Mail magazine special contents vol.61

シリーズ誕生25周年記念モデル356.FLIEGER.KLASSIK series

 ジンのコレクションの中には50年以上の歴史を誇る103や、25年以上前から続くEZM、20年以上の206など、長く愛され続けているシリーズがあり、それぞれの周年記念では限定モデルを発表してきました。今年、ジンのクロノグラフの中でもクラシックなスタイルで定評のある356シリーズが25周年を迎え、これを記念した3つのクロノグラフが誕生しました。

歴史のはじまりは日本限定モデルから

 356.FLIEGER誕生のきっかけは1996年にジンが日本市場のために300本限定で製作したクロノグラフでした。サンドマット仕上げのステンレススチール製ケースに強化アクリル製風防とValjoux7760を搭載した手巻式のクロノグラフで、’40年代を彷彿とさせるクラシックな外観を持つパイロットウォッチです。当時はまだ文字盤には「TSWISS MADE T」と表示していました。

356.FLIEGER
356.FLIEGER
356.FLIEGER
356.FLIEGER

 この300本限定のクロノグラフは瞬く間に完売し、日本市場のみならず世界的にも注目度が高かったことから、1998年、ジンは自動巻のValjoux7750を搭載した「356.FLIEGER」を正式にコレクションに加えました。以来、356は今日に至るまでジンのコレクションを代表するクロノグラフのひとつとなっています。

356.FLIEGER

 そして、25年を経た今年、356.FLIEGER.KLASSIKシリーズが誕生したのです。25周年を記念したこの新しいクロノグラフは、356シリーズにはこれまでになかったバイコンパックスのツーカウンターを持っています。

バイコンパックスの魅力

356.FLIEGER

 “バイコンパックス”とはふたつのインダイヤルが水平に並んだレイアウトのことを指します(※)。
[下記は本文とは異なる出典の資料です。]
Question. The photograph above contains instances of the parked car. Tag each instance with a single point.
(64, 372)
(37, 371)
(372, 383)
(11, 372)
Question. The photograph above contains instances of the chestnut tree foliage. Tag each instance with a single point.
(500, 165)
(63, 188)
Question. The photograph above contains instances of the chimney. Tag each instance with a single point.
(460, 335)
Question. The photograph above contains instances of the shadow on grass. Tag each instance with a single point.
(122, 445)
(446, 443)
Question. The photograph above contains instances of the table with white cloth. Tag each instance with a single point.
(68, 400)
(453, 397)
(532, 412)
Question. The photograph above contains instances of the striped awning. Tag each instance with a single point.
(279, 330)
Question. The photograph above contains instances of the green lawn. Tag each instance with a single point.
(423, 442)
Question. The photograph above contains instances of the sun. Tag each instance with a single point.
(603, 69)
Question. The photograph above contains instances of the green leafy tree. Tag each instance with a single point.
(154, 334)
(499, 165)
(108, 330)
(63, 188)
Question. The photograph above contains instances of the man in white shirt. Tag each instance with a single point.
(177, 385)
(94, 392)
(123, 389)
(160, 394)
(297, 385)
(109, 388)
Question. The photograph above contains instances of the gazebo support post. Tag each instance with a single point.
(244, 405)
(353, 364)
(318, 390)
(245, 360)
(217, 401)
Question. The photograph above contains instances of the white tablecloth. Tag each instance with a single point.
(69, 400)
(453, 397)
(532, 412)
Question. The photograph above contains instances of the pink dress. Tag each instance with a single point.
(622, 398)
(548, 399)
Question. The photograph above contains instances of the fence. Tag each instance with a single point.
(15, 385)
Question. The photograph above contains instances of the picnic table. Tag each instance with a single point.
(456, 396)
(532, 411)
1900年代前半に登場し、その多くが9時位置にスモールセコンド、3時位置に分積算計をレイアウトしています。一般的なクロノグラフが備える12時間計を省いているため長時間の積算機能はありませんが、30分ないしは60分までの積算ができますので、一般的なクロノグラフ機能としては十分と言えます。バイコンパックスの魅力は、左右対称のデザイン的な優美さに加え、必要最小限の機能に絞ることでよりシンブルで見やすいクロノグラフであるという点にあります。そんなことから、1940年代以降いくつかのブランドが軍用時計としてこのスタイルを採用し、多くの時計がドイツ軍に納入されました。バイコンパックスのレトロ感の高いデザインは、こんな時代の時計を彷彿とさせます。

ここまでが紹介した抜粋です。